Sen. John Schickel (R-Union) was joined by a homeschooling parent, two homeschooled students and Mark Messingschlager, director of financial aid at Thomas More University, at the Interim Joint Committee on Education on Tuesday. Together, they asked lawmakers to consider potential legislation that would give Kentucky’s homeschooled students more access to Kentucky Educational Excellence Scholarship (KEES) funds.
Homeschooled students are not currently eligible to earn KEES money through their GPA like students who attend a certified public or private school, despite most homeschooled students being at the same level academically as certified school students, Schickel said.
“All the data shows that children that are homeschooled on average, and there’s always exceptions, but on average are some of the best prepared students for college in the state,” Schickel said.
Laura Edwards, a homeschooling parent, said homeschooled students are only eligible for up to $2,000 of KEES funds while certified students can earn up to $10,000 in KEES funds. In her presentation, Edwards shared with the committee her thoughts on where the current law is not fair to homeschooled students.
“Kentucky says that college readiness is earning at 3.0 in high school or higher and an ACT of 18 or higher,” Edwards said. “Currently, our state scholarship gives KEES awards to students that have a 2.5 and higher for their GPA and a 15 or higher on their ACT.
“So the concern here is that we’re awarding state scholarships for college to students who are not college ready, whereas we have a population of high school students that have proven college readiness and cannot get the GPA award.”
Edwards proposed several methods to increase eligibility for homeschooled students.
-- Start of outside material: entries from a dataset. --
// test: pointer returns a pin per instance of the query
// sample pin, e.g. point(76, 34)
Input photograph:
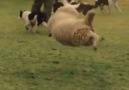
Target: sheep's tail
point(89, 18)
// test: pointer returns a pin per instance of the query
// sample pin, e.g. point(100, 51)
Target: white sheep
point(67, 28)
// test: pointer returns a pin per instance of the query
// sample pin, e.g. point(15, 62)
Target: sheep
point(33, 20)
point(83, 7)
point(65, 26)
point(109, 3)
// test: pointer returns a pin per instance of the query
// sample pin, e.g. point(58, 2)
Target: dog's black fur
point(33, 19)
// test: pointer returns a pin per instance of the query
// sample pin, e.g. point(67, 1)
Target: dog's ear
point(21, 12)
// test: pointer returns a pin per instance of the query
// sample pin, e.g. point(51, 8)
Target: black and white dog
point(32, 20)
point(109, 3)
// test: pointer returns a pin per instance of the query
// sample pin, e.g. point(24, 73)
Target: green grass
point(37, 62)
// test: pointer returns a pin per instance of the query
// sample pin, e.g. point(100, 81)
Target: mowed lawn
point(37, 62)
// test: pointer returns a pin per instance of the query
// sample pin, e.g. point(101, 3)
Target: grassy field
point(37, 62)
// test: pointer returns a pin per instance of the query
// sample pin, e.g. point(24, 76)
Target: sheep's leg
point(96, 39)
point(101, 7)
point(28, 27)
point(109, 8)
point(35, 28)
point(116, 5)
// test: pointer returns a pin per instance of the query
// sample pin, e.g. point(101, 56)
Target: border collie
point(33, 20)
point(109, 3)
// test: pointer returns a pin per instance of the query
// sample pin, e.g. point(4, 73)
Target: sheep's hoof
point(95, 48)
point(26, 28)
point(50, 35)
point(102, 38)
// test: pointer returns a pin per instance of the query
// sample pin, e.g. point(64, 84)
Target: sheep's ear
point(89, 18)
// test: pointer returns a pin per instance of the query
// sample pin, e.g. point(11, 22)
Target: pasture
point(37, 62)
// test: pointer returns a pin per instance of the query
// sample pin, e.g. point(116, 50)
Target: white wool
point(67, 28)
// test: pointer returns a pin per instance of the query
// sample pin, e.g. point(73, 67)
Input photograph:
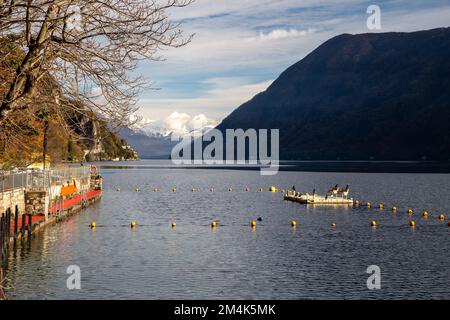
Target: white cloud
point(181, 123)
point(257, 39)
point(278, 34)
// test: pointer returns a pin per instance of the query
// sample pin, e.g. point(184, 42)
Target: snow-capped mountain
point(152, 139)
point(177, 123)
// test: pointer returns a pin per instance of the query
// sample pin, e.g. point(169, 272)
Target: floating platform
point(305, 198)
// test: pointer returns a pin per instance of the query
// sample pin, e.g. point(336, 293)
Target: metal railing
point(32, 179)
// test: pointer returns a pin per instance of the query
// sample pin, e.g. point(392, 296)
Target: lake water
point(273, 261)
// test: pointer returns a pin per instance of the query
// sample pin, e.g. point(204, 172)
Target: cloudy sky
point(241, 46)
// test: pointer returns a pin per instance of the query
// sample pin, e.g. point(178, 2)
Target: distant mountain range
point(377, 96)
point(152, 139)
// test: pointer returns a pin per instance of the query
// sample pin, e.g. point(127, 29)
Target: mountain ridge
point(372, 96)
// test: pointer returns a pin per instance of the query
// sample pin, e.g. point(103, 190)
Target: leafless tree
point(88, 48)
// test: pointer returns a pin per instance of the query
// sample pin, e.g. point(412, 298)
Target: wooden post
point(1, 238)
point(8, 226)
point(16, 222)
point(30, 224)
point(24, 224)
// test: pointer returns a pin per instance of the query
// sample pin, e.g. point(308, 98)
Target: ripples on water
point(233, 262)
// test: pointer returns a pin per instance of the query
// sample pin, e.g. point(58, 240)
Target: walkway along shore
point(32, 199)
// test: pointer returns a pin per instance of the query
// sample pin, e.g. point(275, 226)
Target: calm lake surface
point(233, 261)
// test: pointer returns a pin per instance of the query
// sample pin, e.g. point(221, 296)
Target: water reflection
point(234, 260)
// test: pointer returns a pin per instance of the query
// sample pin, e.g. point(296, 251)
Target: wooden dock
point(305, 198)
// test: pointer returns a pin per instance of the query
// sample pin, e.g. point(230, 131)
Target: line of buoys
point(373, 223)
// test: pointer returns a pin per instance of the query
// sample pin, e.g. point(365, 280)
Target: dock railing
point(40, 180)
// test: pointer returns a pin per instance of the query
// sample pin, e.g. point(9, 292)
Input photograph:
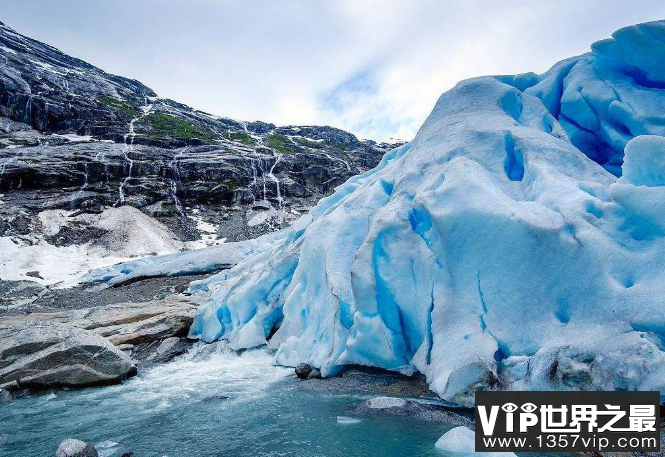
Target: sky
point(374, 68)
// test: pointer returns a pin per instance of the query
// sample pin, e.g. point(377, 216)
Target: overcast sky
point(374, 68)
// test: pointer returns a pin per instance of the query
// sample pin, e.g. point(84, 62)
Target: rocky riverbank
point(86, 336)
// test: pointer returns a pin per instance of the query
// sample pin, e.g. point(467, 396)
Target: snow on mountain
point(490, 252)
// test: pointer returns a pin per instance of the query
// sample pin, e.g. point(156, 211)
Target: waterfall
point(175, 171)
point(128, 140)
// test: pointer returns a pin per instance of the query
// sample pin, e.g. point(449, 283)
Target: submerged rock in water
point(314, 374)
point(461, 440)
point(38, 356)
point(72, 447)
point(303, 370)
point(393, 406)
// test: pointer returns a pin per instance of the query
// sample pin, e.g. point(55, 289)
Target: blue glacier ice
point(518, 242)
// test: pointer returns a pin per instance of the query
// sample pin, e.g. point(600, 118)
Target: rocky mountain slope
point(78, 140)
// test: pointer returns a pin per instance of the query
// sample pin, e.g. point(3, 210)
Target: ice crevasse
point(499, 249)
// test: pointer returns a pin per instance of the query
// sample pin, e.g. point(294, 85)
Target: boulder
point(72, 447)
point(314, 374)
point(303, 370)
point(125, 323)
point(394, 406)
point(42, 356)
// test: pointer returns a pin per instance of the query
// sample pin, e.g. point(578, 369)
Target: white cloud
point(371, 67)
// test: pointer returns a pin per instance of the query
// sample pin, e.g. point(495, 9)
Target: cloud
point(371, 67)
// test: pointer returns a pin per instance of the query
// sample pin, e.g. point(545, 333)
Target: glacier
point(518, 242)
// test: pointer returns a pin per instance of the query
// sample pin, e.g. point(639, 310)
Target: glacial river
point(177, 409)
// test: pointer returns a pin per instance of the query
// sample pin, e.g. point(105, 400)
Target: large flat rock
point(47, 355)
point(123, 323)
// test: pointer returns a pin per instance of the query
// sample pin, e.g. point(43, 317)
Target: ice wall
point(490, 252)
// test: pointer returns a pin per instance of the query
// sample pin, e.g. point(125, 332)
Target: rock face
point(122, 323)
point(75, 448)
point(83, 139)
point(40, 356)
point(49, 349)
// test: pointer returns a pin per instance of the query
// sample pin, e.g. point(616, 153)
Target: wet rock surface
point(74, 137)
point(72, 447)
point(89, 336)
point(41, 356)
point(430, 412)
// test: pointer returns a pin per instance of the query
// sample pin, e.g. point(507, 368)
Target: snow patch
point(462, 441)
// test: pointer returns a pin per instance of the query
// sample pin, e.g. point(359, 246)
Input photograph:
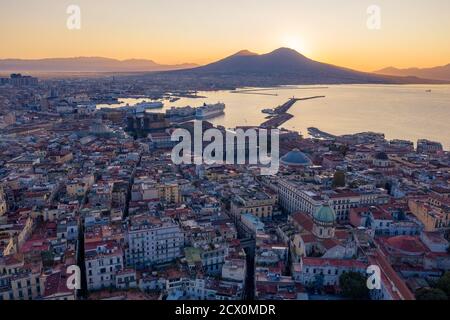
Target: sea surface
point(407, 112)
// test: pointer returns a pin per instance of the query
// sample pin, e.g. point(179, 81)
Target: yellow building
point(433, 212)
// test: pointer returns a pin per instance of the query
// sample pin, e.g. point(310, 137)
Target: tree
point(430, 294)
point(444, 283)
point(339, 179)
point(353, 286)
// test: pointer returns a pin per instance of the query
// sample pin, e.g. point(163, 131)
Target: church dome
point(296, 158)
point(381, 156)
point(325, 214)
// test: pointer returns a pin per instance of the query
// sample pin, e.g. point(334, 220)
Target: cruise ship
point(208, 111)
point(175, 112)
point(144, 105)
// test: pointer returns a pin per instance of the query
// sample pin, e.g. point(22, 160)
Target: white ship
point(208, 111)
point(144, 105)
point(180, 112)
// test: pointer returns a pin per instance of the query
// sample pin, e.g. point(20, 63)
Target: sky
point(413, 33)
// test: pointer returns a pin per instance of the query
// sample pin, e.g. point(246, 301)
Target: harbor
point(280, 114)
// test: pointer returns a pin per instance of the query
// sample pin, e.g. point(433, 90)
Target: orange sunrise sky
point(414, 33)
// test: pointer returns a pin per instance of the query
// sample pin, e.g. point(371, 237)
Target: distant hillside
point(86, 64)
point(437, 73)
point(287, 66)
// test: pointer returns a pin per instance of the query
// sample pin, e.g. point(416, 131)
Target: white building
point(152, 241)
point(103, 260)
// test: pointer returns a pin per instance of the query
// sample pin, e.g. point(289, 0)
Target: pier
point(319, 134)
point(280, 113)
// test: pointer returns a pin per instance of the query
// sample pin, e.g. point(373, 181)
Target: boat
point(208, 111)
point(180, 112)
point(144, 105)
point(268, 111)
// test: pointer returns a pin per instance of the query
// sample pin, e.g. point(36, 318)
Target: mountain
point(86, 64)
point(437, 73)
point(287, 66)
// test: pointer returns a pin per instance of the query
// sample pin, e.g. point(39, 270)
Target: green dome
point(325, 214)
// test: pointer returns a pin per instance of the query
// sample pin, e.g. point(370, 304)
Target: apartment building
point(152, 241)
point(103, 260)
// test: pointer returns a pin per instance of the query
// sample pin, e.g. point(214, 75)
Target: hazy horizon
point(412, 34)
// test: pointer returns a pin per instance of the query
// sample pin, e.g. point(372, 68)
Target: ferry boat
point(208, 111)
point(268, 111)
point(180, 112)
point(144, 105)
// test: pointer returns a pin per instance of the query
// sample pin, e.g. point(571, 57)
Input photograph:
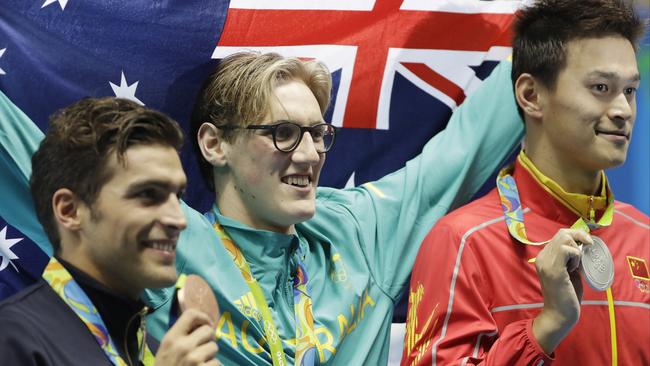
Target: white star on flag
point(5, 250)
point(126, 91)
point(63, 3)
point(2, 52)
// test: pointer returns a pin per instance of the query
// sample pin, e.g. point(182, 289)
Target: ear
point(528, 93)
point(68, 209)
point(211, 144)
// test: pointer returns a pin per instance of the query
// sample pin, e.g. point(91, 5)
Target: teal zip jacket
point(360, 245)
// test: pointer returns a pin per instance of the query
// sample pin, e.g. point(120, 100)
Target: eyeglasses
point(287, 135)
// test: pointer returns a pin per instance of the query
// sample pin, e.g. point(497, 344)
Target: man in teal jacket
point(305, 275)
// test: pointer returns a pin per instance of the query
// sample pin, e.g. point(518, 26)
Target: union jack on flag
point(399, 69)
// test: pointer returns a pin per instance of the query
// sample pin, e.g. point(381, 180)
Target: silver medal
point(597, 265)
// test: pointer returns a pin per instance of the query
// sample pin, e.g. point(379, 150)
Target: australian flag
point(400, 67)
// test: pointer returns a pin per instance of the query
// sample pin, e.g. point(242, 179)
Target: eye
point(600, 88)
point(630, 91)
point(285, 132)
point(318, 133)
point(150, 195)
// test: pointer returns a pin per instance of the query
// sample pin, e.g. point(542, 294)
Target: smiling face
point(587, 119)
point(266, 188)
point(127, 238)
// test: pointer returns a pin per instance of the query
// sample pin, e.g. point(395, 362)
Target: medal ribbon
point(71, 293)
point(304, 319)
point(511, 205)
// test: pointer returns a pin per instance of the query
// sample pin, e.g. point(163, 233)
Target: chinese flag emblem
point(638, 268)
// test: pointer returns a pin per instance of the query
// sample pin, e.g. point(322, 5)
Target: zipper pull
point(592, 212)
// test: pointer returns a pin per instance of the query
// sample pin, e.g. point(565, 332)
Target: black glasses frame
point(274, 127)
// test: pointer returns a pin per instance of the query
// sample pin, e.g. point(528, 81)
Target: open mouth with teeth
point(162, 246)
point(301, 181)
point(612, 133)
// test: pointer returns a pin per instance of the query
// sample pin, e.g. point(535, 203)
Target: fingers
point(190, 320)
point(576, 281)
point(191, 341)
point(205, 353)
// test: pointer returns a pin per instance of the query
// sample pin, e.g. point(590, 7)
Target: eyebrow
point(613, 75)
point(311, 123)
point(155, 183)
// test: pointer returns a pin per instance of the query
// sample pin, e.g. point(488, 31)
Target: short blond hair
point(238, 91)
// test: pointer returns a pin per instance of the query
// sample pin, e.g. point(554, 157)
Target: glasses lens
point(286, 136)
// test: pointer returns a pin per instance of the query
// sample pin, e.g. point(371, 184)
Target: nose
point(306, 151)
point(622, 108)
point(173, 217)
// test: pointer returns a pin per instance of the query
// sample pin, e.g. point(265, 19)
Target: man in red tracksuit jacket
point(488, 289)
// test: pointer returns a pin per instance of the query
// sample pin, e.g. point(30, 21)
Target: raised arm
point(395, 213)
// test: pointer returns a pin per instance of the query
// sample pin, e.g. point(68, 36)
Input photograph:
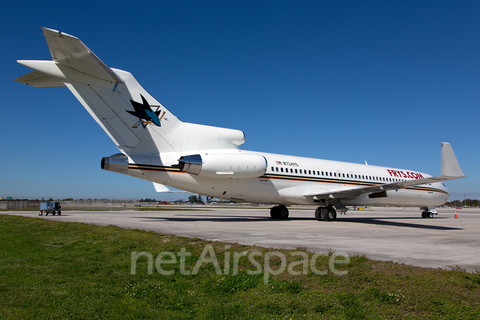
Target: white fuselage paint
point(288, 179)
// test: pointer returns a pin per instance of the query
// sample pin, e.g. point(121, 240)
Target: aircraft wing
point(450, 171)
point(162, 188)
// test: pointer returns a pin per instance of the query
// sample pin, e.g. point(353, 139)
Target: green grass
point(57, 270)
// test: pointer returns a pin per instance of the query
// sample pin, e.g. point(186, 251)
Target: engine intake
point(116, 163)
point(224, 165)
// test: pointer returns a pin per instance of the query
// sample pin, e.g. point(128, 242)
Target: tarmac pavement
point(396, 234)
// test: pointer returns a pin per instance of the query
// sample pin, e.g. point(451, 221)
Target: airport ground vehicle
point(50, 207)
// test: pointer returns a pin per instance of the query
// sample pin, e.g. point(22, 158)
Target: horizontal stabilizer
point(70, 51)
point(40, 80)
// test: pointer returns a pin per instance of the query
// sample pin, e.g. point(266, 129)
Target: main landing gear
point(279, 212)
point(428, 213)
point(325, 214)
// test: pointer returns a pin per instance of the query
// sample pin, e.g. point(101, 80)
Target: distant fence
point(80, 204)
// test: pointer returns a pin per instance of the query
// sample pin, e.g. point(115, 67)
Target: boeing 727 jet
point(207, 160)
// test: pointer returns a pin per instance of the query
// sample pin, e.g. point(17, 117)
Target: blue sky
point(382, 81)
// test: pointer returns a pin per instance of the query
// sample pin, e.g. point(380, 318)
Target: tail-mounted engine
point(224, 165)
point(116, 163)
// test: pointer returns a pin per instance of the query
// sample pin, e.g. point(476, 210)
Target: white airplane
point(156, 146)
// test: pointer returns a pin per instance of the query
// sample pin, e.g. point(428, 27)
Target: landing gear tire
point(329, 214)
point(318, 214)
point(279, 212)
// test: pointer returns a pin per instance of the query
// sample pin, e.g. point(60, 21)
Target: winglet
point(450, 166)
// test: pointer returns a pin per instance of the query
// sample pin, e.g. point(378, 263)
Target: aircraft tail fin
point(133, 119)
point(450, 166)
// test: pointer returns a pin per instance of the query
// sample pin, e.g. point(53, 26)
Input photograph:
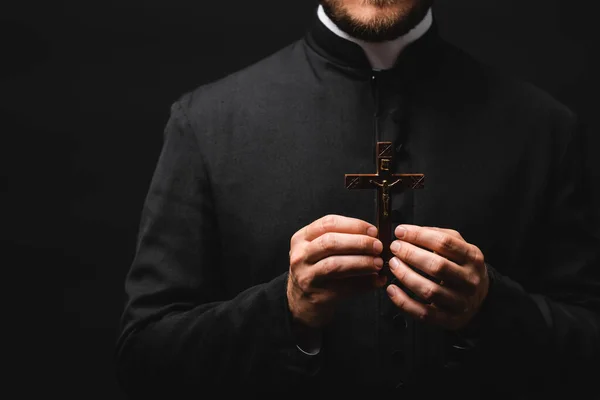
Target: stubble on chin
point(396, 18)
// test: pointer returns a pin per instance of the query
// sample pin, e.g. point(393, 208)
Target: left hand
point(457, 265)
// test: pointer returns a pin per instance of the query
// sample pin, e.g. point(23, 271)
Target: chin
point(376, 20)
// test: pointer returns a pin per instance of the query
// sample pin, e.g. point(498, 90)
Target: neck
point(381, 55)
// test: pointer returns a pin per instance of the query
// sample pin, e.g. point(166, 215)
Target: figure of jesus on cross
point(381, 181)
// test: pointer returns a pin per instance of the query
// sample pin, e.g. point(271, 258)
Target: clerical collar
point(382, 55)
point(415, 53)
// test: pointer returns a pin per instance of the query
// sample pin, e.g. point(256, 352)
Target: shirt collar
point(381, 55)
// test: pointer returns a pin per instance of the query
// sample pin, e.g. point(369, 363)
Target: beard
point(386, 25)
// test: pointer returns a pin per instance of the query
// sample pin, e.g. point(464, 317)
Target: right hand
point(330, 259)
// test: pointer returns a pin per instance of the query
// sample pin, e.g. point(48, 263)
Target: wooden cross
point(385, 181)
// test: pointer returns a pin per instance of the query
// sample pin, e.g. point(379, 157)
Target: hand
point(330, 259)
point(457, 265)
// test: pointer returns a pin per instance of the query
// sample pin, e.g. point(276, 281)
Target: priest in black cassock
point(258, 271)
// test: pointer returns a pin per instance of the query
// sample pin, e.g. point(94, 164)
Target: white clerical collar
point(382, 55)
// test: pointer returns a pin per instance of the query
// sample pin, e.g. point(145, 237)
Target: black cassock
point(252, 158)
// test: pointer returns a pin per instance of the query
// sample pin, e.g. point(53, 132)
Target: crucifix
point(385, 182)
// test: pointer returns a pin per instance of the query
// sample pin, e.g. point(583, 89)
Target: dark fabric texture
point(250, 159)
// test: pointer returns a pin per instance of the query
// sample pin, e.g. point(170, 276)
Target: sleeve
point(179, 335)
point(551, 331)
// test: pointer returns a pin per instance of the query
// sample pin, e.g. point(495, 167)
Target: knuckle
point(407, 252)
point(328, 242)
point(446, 242)
point(328, 223)
point(477, 255)
point(474, 280)
point(365, 243)
point(436, 265)
point(424, 315)
point(430, 293)
point(296, 257)
point(330, 265)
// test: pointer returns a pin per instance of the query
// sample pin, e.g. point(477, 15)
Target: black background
point(85, 91)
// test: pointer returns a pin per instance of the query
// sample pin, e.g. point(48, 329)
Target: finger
point(413, 308)
point(330, 244)
point(340, 224)
point(427, 290)
point(450, 232)
point(448, 245)
point(431, 264)
point(344, 288)
point(344, 266)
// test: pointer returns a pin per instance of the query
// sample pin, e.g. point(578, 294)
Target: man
point(258, 271)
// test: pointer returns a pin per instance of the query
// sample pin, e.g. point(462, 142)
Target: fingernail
point(377, 246)
point(400, 231)
point(391, 291)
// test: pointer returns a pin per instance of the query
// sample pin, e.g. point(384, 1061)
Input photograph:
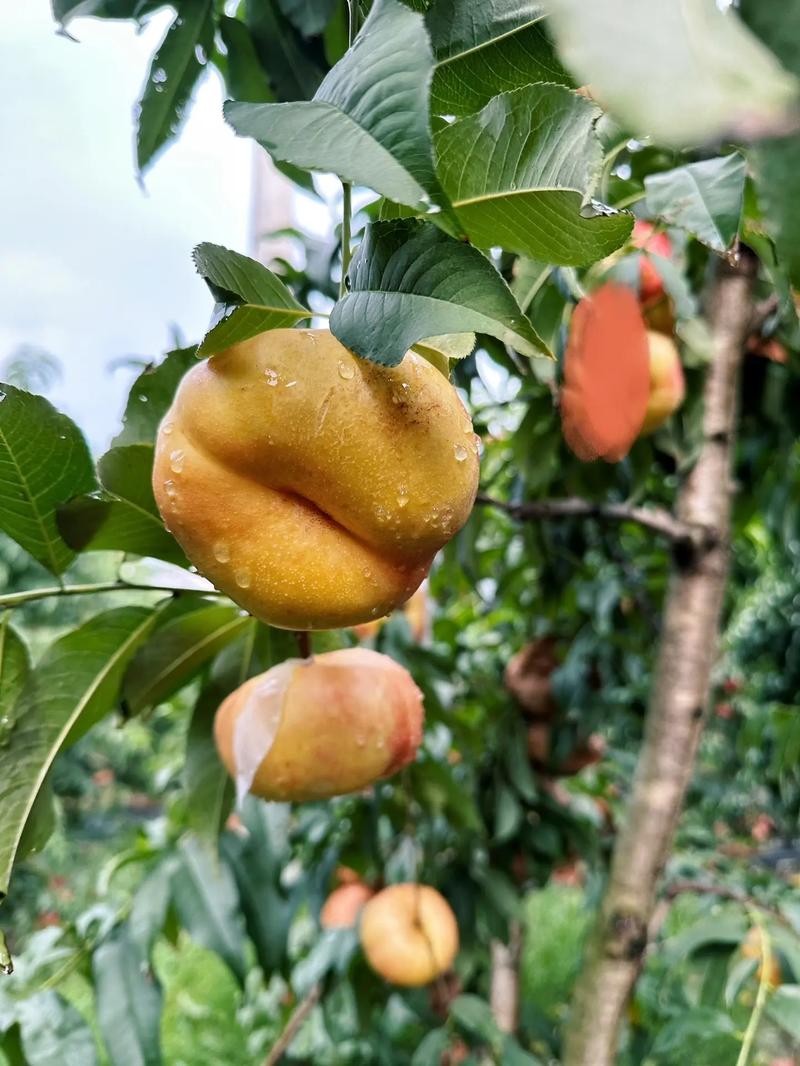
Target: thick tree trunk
point(687, 651)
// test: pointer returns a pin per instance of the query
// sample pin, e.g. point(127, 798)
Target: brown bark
point(678, 697)
point(505, 987)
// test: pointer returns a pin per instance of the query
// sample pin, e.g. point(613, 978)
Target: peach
point(649, 239)
point(312, 486)
point(416, 614)
point(667, 385)
point(344, 905)
point(409, 934)
point(314, 728)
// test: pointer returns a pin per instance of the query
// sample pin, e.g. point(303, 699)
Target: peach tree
point(548, 205)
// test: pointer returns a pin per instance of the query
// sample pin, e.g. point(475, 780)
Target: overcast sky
point(92, 268)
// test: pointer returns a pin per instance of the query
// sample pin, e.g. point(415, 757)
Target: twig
point(703, 888)
point(761, 996)
point(505, 982)
point(652, 518)
point(292, 1026)
point(678, 697)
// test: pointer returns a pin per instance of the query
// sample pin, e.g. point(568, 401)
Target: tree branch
point(678, 696)
point(652, 518)
point(505, 982)
point(292, 1026)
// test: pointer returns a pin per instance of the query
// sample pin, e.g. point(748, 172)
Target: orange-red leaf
point(606, 375)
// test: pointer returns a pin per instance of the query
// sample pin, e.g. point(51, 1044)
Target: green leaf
point(41, 822)
point(729, 930)
point(704, 198)
point(206, 902)
point(44, 462)
point(475, 1015)
point(15, 666)
point(409, 280)
point(75, 683)
point(208, 789)
point(784, 1008)
point(778, 26)
point(256, 862)
point(128, 1003)
point(514, 1055)
point(150, 397)
point(245, 78)
point(432, 1048)
point(177, 651)
point(126, 519)
point(11, 1046)
point(484, 49)
point(64, 11)
point(308, 16)
point(776, 164)
point(643, 63)
point(149, 907)
point(286, 58)
point(518, 172)
point(54, 1031)
point(251, 299)
point(368, 122)
point(174, 71)
point(333, 951)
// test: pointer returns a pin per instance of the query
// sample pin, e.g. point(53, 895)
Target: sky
point(93, 269)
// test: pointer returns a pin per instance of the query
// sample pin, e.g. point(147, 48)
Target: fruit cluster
point(315, 489)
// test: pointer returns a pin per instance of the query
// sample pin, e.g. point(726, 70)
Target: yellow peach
point(312, 486)
point(313, 728)
point(344, 905)
point(667, 386)
point(409, 934)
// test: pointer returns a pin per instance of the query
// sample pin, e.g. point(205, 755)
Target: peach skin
point(309, 485)
point(314, 728)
One proposal includes creating a formula using a student’s GPA from dual credit college courses or standardized test scores.
Messingschlager said homeschooled students “routinely excel” in dual credit courses.
As for potential legislation, Schickel recently filed Draft Bill Request 226 for the 2023 Regular Session related to KEES awards for high school students who graduate from a nonpublic secondary school not certified by the Kentucky Board of Education. He said, however, he’s not currently “tied to any bill.”
Rep. Tina Bojanowski (D-Louisville) asked about the potential cost if homeschooled students were eligible for more KEES funds.
Messingschlager said the potential cost has not been calculated, but since statute dictates that KEES is funded first through the Kentucky Lottery, the scholarship would remain fully funded.
Several lawmakers, including Sen. Adrienne Southworth (R-Lawrenceburg) and Sen. Jimmy Higdon (R-Lebanon) expressed support for a bill to give homeschoolers more access to KEES funds even as the details are still in the process of being worked out.
“It’s time that we discussed this. It’s a very worthy cause,” Higdon said.
Southworth said as a homeschooled student in Kentucky, she had better options to attend college out of state.
“But if this kind of stuff was around when I was a homeschool senior, I sure would have even taken a look at Kentucky schools. But at that time, it wasn’t even on the table for me. And so I didn’t even look at it. So I think it’s gonna be a really good opportunity for our students,” she said.
During the interim, the Kentucky General Assembly cannot take any action on legislation. The 2023 legislative session begins Jan. 3.
The next Interim Joint Committee on Education meeting is currently scheduled for 11 a.m. Oct. 18.